Job or Task Scheduling

Question

I have a multitenant system (Java EE) running on Glassfish 4, which receives roughly 500 requests for a printing job at a time at a specific period in the year. Before this period, resources are enough to handle these requests, but at this period, the requests simply become too much for the server to handle, which leads to a lot of downtimes. My idea to solve the problem is to simply bring some order to how these requests are handled. That is, a sort of first-come-first-serve thing where one request is handled, and then the next is attended to until there are no more requests. I tried to build it as a sort of service which continuously checks to see if there are any requests, and then services the requests in order.

As per the solutions I have found from StackOverflow and also lots of searching online, I have narrowed it down to a few. But I have some concerns:

Scheduling: Most implementations of job scheduling I have seen each requires some recurring interval for a task to be performed. This won't work for my system because the time for each printing job to be completed is dependent on how many pages of reports would be generated. It could be 5 pages and it could be 50. In other words, I don't know how long a request would take to be serviced.

Java Messaging Service (JMS): I thought about using JMS queues, but I just didn't understand how I could relate it to my current situation. I understand it's meant for messaging and could maybe solve a part of my problem, but I'm yet to see how.

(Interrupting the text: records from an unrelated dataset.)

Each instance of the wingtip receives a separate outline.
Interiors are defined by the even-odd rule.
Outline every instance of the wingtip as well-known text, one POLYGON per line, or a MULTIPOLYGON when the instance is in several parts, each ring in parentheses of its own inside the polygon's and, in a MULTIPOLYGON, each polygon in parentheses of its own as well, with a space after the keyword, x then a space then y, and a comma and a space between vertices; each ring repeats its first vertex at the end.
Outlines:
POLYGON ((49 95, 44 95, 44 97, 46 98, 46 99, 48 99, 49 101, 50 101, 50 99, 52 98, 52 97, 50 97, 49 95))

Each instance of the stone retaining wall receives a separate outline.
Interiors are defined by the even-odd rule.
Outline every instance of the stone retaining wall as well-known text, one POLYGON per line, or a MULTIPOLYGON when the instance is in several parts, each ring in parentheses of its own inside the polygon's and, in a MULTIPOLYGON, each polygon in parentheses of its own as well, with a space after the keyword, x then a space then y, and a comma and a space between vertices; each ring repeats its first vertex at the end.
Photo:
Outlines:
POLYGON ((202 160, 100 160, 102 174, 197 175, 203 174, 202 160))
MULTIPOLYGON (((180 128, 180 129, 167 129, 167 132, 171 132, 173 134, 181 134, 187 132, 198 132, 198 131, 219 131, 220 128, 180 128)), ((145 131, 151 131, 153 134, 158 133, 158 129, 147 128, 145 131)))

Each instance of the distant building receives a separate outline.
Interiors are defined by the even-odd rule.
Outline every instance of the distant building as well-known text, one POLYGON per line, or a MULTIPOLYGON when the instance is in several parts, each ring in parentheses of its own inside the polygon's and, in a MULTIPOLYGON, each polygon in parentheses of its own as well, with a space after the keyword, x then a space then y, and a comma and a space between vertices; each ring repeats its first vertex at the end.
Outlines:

Endless looping: This seems very tacky and quite frankly, a hack I would rather not even try on a Java EE application and on a system that's lacking resources.

I would appreciate suggestions as to how I would, in summary, implement a system that would endlessly receive requests, service them irrespective of how long they would take, and move on to the next request. If there aren't any requests, it waits. If there are too many requests, it simply services them in the order in which they are received.

First Edit: So after giving it some thought, considering multitenancy, and overall complexity of my current system, I decided to create another system which would receive client requests to generate these results. This proposed system would not itself generate reports, but would simply ask the current system to generate the report which would subsequently be emailed to the client. The queuing of requests (I think) can be achieved in the proposed system. Now I just need to figure out how as this system would also be a Java EE application. Maybe this is the point some of these answers come into play. Your thoughts would be deeply appreciated.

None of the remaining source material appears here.